Y-a-t-il de la vie ailleurs que sur Terre? C’est en tout cas l’espoir d’astrophysiciens de l’université de Liège. L’équipe emmenée par Michael Gillon avait, il y a deux ans, créé la surprise en dévoilant au monde leur découverte du système Trappiste.

Des planètes qui ressemblent à la Terre

Un système de sept exoplanètes qui tournent autour d’une étoile, autre que le soleil. Aujourd’hui, leurs recherches se poursuivent. "C’est un système extraordinaire car toutes ces planètes ont des tailles similaires à celle de la terre. Elles sont tempérées, c'est-à-dire des températures en surface qui sont similaires à celles que nous connaissons sur Terre et qui permettraient peut-être l’existence d’eau liquide à la surface. Ça dépend de la pression atmosphérique, il s’agit d’une possibilité", explique Michaël Gillon, astrophysicien à l’université de Liège.

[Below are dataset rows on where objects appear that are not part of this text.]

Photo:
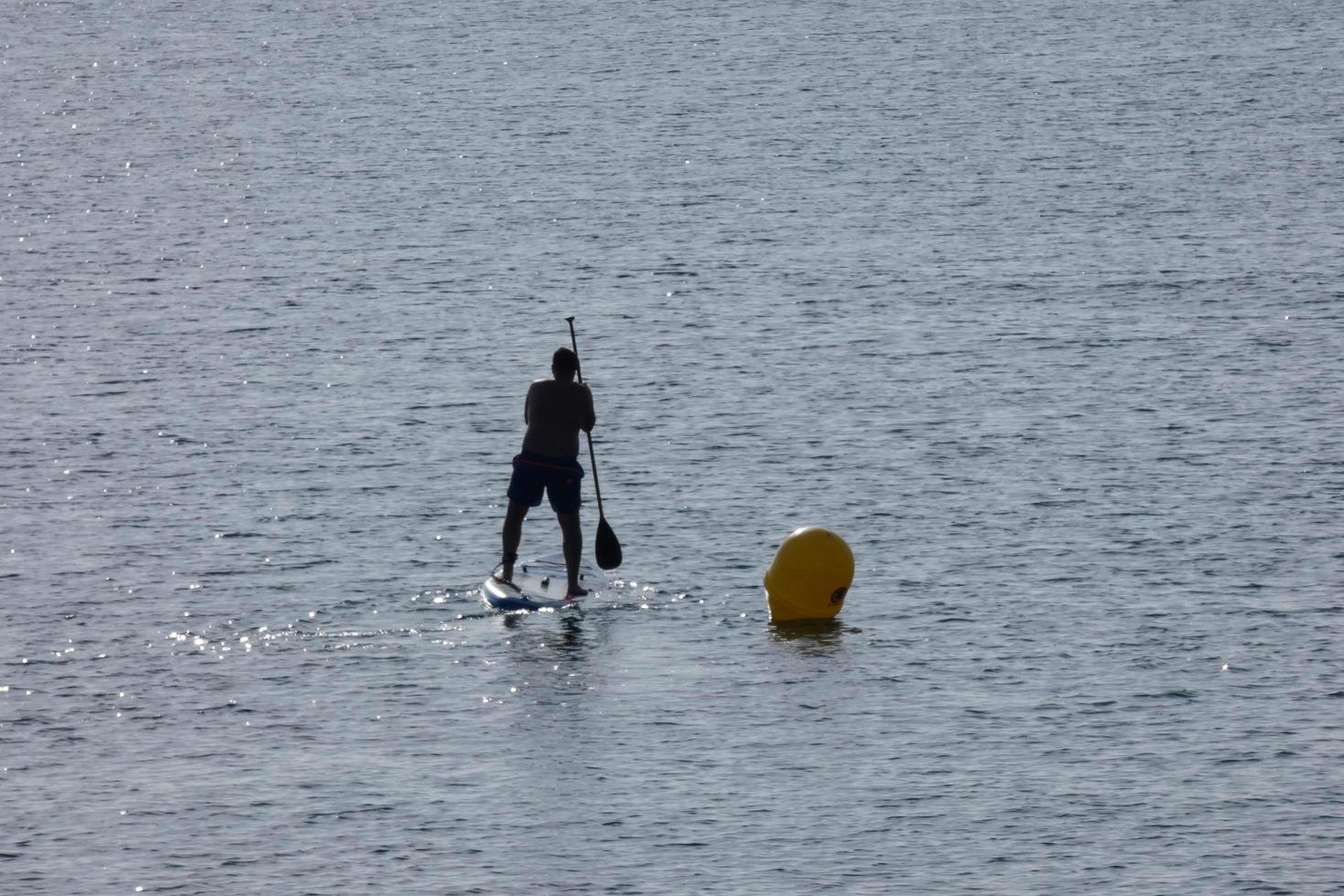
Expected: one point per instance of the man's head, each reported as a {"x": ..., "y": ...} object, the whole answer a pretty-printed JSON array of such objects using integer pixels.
[{"x": 565, "y": 364}]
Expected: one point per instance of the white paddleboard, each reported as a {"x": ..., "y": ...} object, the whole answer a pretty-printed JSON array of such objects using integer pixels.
[{"x": 540, "y": 583}]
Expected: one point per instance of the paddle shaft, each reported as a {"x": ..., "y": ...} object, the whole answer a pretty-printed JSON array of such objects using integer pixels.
[{"x": 597, "y": 489}]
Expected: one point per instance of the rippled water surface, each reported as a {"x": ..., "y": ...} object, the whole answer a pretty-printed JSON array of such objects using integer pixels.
[{"x": 1038, "y": 305}]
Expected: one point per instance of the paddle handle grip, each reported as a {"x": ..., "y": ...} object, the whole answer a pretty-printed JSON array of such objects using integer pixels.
[{"x": 578, "y": 369}]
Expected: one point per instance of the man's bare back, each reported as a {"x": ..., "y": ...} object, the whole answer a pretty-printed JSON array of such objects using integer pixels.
[{"x": 555, "y": 411}]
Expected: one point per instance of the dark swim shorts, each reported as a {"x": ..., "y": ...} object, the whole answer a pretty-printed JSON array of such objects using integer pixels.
[{"x": 557, "y": 475}]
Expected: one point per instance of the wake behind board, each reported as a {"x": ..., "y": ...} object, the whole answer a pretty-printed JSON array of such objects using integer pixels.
[{"x": 539, "y": 583}]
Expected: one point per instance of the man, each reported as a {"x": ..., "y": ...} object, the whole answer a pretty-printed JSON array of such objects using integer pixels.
[{"x": 555, "y": 410}]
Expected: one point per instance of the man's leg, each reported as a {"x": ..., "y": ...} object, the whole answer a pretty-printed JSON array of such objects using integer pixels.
[
  {"x": 512, "y": 538},
  {"x": 572, "y": 534}
]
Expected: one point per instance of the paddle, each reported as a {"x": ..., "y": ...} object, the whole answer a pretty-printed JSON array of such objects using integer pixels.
[{"x": 606, "y": 547}]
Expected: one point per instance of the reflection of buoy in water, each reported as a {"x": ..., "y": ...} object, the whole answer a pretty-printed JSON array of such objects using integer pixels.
[{"x": 809, "y": 577}]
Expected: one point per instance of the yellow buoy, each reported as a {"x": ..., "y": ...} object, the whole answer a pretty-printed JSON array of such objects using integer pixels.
[{"x": 809, "y": 577}]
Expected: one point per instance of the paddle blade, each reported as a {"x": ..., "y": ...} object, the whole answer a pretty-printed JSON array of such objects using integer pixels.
[{"x": 606, "y": 547}]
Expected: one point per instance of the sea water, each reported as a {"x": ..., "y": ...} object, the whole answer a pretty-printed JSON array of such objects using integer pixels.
[{"x": 1037, "y": 304}]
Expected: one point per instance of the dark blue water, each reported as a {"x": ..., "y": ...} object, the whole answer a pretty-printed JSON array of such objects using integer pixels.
[{"x": 1038, "y": 305}]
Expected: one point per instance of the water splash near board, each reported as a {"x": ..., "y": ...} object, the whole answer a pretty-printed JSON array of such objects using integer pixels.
[{"x": 540, "y": 583}]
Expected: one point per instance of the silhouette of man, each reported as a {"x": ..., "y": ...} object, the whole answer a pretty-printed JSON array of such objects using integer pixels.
[{"x": 555, "y": 410}]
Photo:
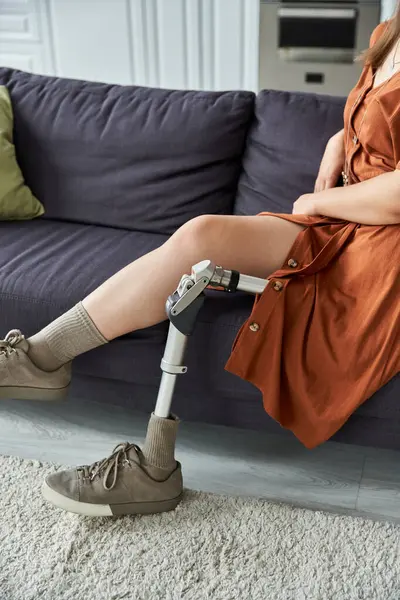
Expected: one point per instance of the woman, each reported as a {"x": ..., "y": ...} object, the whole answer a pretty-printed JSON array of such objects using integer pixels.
[{"x": 330, "y": 314}]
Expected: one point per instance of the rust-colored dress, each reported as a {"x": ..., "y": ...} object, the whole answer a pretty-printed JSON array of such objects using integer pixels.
[{"x": 328, "y": 323}]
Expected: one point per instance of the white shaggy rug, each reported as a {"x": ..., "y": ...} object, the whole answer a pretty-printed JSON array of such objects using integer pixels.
[{"x": 212, "y": 547}]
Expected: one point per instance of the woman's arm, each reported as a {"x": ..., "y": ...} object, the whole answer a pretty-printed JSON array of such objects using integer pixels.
[{"x": 372, "y": 202}]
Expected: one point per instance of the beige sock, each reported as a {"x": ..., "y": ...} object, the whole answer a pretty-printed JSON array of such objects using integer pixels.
[
  {"x": 68, "y": 336},
  {"x": 159, "y": 446}
]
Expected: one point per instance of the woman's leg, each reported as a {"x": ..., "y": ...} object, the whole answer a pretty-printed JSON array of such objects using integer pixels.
[
  {"x": 135, "y": 297},
  {"x": 134, "y": 480}
]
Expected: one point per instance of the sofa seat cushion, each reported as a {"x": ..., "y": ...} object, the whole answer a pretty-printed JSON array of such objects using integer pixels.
[
  {"x": 46, "y": 267},
  {"x": 138, "y": 158},
  {"x": 284, "y": 148}
]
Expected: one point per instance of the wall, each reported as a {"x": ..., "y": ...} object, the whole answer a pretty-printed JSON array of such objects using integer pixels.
[{"x": 210, "y": 44}]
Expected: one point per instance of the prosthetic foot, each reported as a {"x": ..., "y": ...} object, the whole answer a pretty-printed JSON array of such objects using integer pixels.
[{"x": 132, "y": 481}]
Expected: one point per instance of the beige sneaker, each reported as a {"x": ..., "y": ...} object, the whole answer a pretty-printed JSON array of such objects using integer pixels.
[
  {"x": 21, "y": 379},
  {"x": 117, "y": 485}
]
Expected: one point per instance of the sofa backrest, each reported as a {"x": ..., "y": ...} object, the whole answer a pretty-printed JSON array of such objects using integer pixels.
[
  {"x": 131, "y": 157},
  {"x": 284, "y": 148}
]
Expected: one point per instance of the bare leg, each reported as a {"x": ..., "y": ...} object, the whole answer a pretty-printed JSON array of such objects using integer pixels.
[{"x": 134, "y": 298}]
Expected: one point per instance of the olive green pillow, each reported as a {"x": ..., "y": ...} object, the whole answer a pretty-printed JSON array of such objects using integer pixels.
[{"x": 16, "y": 199}]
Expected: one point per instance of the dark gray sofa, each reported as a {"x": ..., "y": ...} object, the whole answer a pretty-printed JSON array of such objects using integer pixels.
[{"x": 119, "y": 169}]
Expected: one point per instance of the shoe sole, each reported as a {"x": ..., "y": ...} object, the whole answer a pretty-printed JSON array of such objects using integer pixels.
[
  {"x": 27, "y": 393},
  {"x": 108, "y": 510}
]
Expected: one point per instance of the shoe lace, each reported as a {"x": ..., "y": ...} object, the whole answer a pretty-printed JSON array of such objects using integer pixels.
[
  {"x": 13, "y": 337},
  {"x": 112, "y": 463}
]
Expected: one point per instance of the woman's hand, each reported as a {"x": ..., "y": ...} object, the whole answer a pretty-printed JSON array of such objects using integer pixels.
[
  {"x": 332, "y": 163},
  {"x": 305, "y": 205}
]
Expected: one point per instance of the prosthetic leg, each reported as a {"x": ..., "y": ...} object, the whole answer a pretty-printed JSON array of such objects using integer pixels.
[{"x": 182, "y": 309}]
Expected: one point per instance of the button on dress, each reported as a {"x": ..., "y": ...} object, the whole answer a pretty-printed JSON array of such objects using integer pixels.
[{"x": 324, "y": 335}]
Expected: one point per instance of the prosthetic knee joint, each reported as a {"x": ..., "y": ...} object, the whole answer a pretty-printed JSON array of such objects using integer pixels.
[{"x": 182, "y": 309}]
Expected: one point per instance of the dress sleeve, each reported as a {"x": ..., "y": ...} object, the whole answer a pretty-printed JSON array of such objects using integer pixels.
[{"x": 395, "y": 133}]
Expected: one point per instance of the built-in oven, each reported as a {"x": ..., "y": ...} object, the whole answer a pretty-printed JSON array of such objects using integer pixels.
[{"x": 312, "y": 46}]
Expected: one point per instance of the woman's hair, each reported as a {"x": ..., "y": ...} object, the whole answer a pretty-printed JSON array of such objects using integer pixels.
[{"x": 376, "y": 55}]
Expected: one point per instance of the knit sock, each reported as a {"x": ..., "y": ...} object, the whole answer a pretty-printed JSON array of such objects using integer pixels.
[
  {"x": 71, "y": 334},
  {"x": 159, "y": 446}
]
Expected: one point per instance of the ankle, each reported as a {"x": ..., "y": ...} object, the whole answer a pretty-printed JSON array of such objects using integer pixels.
[
  {"x": 159, "y": 446},
  {"x": 41, "y": 355}
]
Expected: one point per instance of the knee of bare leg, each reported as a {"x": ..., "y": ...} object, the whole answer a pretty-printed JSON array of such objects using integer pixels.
[{"x": 197, "y": 236}]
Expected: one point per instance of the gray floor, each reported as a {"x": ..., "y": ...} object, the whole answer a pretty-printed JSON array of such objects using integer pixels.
[{"x": 336, "y": 477}]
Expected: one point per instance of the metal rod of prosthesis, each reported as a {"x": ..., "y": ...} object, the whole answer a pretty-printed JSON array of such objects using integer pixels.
[
  {"x": 173, "y": 355},
  {"x": 172, "y": 362}
]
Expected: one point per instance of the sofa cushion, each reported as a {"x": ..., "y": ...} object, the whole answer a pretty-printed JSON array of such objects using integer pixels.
[
  {"x": 46, "y": 267},
  {"x": 284, "y": 149},
  {"x": 131, "y": 157}
]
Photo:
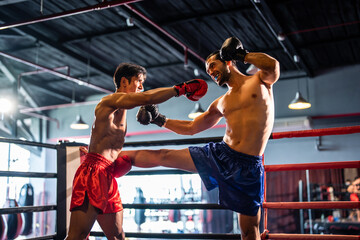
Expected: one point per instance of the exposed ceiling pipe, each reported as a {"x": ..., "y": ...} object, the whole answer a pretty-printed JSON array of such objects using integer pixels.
[
  {"x": 44, "y": 117},
  {"x": 186, "y": 48},
  {"x": 51, "y": 107},
  {"x": 100, "y": 6},
  {"x": 59, "y": 74}
]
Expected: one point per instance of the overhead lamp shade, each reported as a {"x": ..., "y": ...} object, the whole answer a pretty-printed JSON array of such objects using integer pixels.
[
  {"x": 79, "y": 123},
  {"x": 196, "y": 111},
  {"x": 299, "y": 102}
]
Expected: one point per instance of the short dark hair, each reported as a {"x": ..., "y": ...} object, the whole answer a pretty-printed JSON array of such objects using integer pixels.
[
  {"x": 127, "y": 70},
  {"x": 218, "y": 57}
]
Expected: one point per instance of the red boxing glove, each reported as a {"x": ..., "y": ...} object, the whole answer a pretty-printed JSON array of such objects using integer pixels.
[
  {"x": 193, "y": 89},
  {"x": 121, "y": 166}
]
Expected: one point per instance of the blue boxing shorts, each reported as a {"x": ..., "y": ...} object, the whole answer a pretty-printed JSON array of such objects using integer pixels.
[{"x": 240, "y": 177}]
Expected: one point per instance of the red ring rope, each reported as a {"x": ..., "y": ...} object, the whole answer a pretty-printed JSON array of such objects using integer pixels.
[
  {"x": 311, "y": 205},
  {"x": 305, "y": 166},
  {"x": 317, "y": 132}
]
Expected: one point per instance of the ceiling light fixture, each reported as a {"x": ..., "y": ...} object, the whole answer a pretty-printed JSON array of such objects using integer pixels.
[
  {"x": 197, "y": 111},
  {"x": 6, "y": 105},
  {"x": 79, "y": 123},
  {"x": 299, "y": 102}
]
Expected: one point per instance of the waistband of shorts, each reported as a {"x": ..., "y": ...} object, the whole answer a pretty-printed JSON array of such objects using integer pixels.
[
  {"x": 236, "y": 154},
  {"x": 98, "y": 159}
]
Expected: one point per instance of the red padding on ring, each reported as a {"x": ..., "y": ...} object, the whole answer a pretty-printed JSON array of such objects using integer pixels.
[{"x": 316, "y": 132}]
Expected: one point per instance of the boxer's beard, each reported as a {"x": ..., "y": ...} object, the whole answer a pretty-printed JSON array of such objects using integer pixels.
[{"x": 225, "y": 76}]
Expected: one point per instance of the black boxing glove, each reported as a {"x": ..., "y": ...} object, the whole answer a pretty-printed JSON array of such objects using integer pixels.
[
  {"x": 143, "y": 116},
  {"x": 232, "y": 49},
  {"x": 156, "y": 117},
  {"x": 193, "y": 89}
]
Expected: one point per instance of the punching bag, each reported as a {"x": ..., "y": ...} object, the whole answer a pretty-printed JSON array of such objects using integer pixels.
[
  {"x": 139, "y": 213},
  {"x": 26, "y": 198},
  {"x": 14, "y": 221}
]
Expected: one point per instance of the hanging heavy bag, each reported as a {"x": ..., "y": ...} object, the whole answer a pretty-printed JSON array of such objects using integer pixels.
[
  {"x": 14, "y": 221},
  {"x": 26, "y": 198}
]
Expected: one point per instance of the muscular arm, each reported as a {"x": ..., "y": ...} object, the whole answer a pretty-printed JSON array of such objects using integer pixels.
[
  {"x": 131, "y": 100},
  {"x": 269, "y": 66},
  {"x": 205, "y": 121}
]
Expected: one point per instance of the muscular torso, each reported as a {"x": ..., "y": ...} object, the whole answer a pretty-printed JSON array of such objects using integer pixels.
[
  {"x": 248, "y": 109},
  {"x": 108, "y": 132}
]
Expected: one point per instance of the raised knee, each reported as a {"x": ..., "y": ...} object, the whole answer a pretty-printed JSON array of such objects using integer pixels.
[{"x": 72, "y": 236}]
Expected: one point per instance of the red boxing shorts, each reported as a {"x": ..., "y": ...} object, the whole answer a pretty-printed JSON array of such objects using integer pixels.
[{"x": 94, "y": 178}]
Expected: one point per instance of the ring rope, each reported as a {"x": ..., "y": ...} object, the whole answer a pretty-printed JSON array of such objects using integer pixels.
[
  {"x": 309, "y": 236},
  {"x": 316, "y": 132},
  {"x": 309, "y": 166},
  {"x": 15, "y": 210},
  {"x": 312, "y": 205},
  {"x": 176, "y": 235},
  {"x": 27, "y": 174}
]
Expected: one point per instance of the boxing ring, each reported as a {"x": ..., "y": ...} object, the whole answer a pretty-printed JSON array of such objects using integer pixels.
[{"x": 62, "y": 175}]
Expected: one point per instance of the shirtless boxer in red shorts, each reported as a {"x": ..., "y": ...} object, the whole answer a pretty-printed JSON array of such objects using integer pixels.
[{"x": 95, "y": 193}]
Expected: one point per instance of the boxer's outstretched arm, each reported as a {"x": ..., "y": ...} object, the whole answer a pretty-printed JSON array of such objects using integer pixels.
[
  {"x": 131, "y": 100},
  {"x": 205, "y": 121},
  {"x": 269, "y": 66}
]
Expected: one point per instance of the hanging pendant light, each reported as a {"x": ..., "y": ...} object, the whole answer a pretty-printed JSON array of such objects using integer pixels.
[
  {"x": 299, "y": 102},
  {"x": 196, "y": 111},
  {"x": 79, "y": 123}
]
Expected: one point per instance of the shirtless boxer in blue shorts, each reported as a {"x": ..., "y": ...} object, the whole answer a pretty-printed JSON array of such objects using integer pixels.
[{"x": 235, "y": 164}]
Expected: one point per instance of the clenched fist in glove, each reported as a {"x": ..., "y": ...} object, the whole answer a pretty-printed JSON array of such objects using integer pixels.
[
  {"x": 150, "y": 114},
  {"x": 193, "y": 89},
  {"x": 232, "y": 49}
]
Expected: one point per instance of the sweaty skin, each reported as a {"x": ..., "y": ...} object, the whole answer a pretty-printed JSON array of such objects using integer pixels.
[
  {"x": 247, "y": 106},
  {"x": 109, "y": 128}
]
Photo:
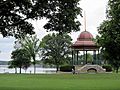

Michael Gillon sur les exoplanètes

Les exoplanètes sont-elles habitables ?

C'est en analysant leur ombre au moment du passage devant leur étoile, qu'on a pu déduire certaines caractéristiques assez précises de leur composition. Ces exoplanètes ont de nombreuses similarités avec la planète Terre. "On ne peut pas encore dire qu’elles sont habitables, mais ce sont des planètes telluriques, c’est-à-dire des planètes comme la Terre composées essentiellement de roches comme Vénus, Mars ou Mercure. Et puis, il semble que ce sont des planètes qui sont riches en eau. Jusqu’à 5% de la masse de certaines de ces planètes serait de l’eau et vu que ces planètes sont tempérées, la présence d’eau liquide à la surface est plus que vraisemblable", précise Michael Gillon.

Avant d’ajouter : "Ce que l’on veut comprendre, c’est ce que  l’eau peut exister sous forme liquide à la surface sur ces planètes. Et puis, on peut rêver de détecter dans leurs atmosphères s’il y a différentes molécules qui nous permettraient de démontrer qu’il y a la surface de ces planètes une activité biologique".

Michaël Gillon, astrophysicien et chercheur à l'ULg

Pour découvrir la vie, il faudra encore être patient

Car avant de poursuivre ces recherches encore plus poussées, ces astrophysiciens liégeois attendent désormais le développement d’un nouveau télescope par la NASA et l’ESA (Agence spatiale européenne). Il faudra encore attendre plusieurs années d’observations de ces planètes du système trappiste avant de déterminer si elles sont des petites sœurs de la planète Terre.